Political split over Greece hurts the euro

Currency markets have been fretting. “Europe cannot get its act together on Greece,” says Bank of America Merrill Lynch. Last week Greece said its high borrowing costs were making it difficult to cut its deficit and it may therefore have to turn to the IMF for help.

While Europe is split over whether the IMF or the EU should take the lead in arranging a support package for Greece, Germany has dug in its heels.
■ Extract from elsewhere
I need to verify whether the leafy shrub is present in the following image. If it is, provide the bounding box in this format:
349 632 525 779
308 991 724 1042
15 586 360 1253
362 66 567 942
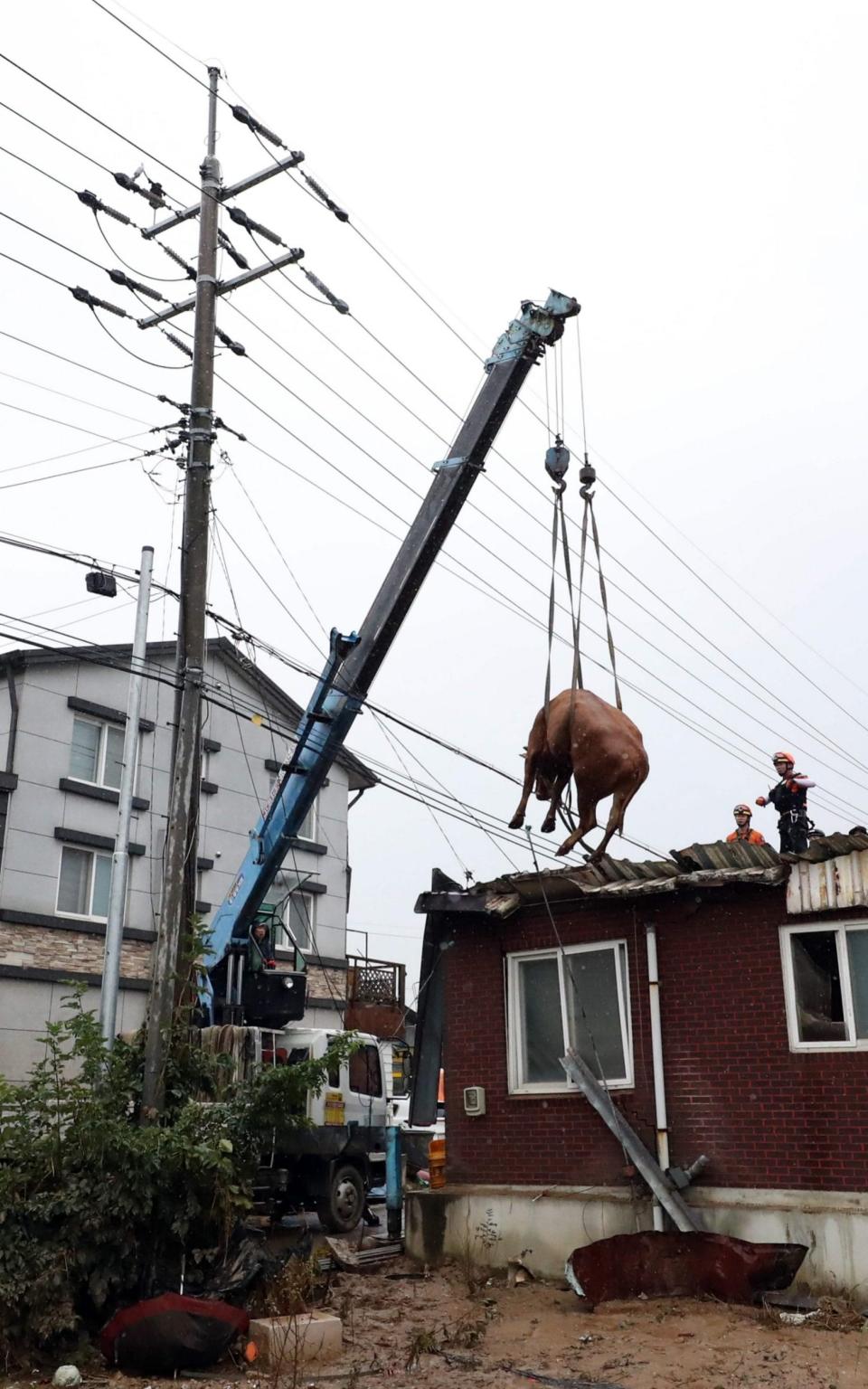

Chancellor Angela Merkel, with an eye on forthcoming state elections, has said that “help is not on the agenda”. She called for a eurozone mechanism to expel a financially undisciplined member. Early this week, Germany said any rescue package could only be offered if Greece could no longer raise money on the international markets.

Further, the IMF must be involved and eurozone members must agree tough new rules to control debt and deficits and thus prevent another debt crisis. That might mean changing EU treaties.

But whatever ultimately happens to any support package, the Greek drama is unlikely to end soon, as Steve Barrow of Standard Bank warns. The danger is that austerity measures will exacerbate the downturn, making it even harder for Greece to meet its fiscal targets. The Bank of Greece has just warned of such a “vicious circle”.

It also said the fall in growth this year is likely to be 2% rather than the 1.7% assumed by the government. There’s uncertainty too over the rest of the periphery and even the long-term sustainability of monetary union. Standard Bank, therefore, sees the euro, now at $1.35, heading for $1.25. And possibly “quite soon”.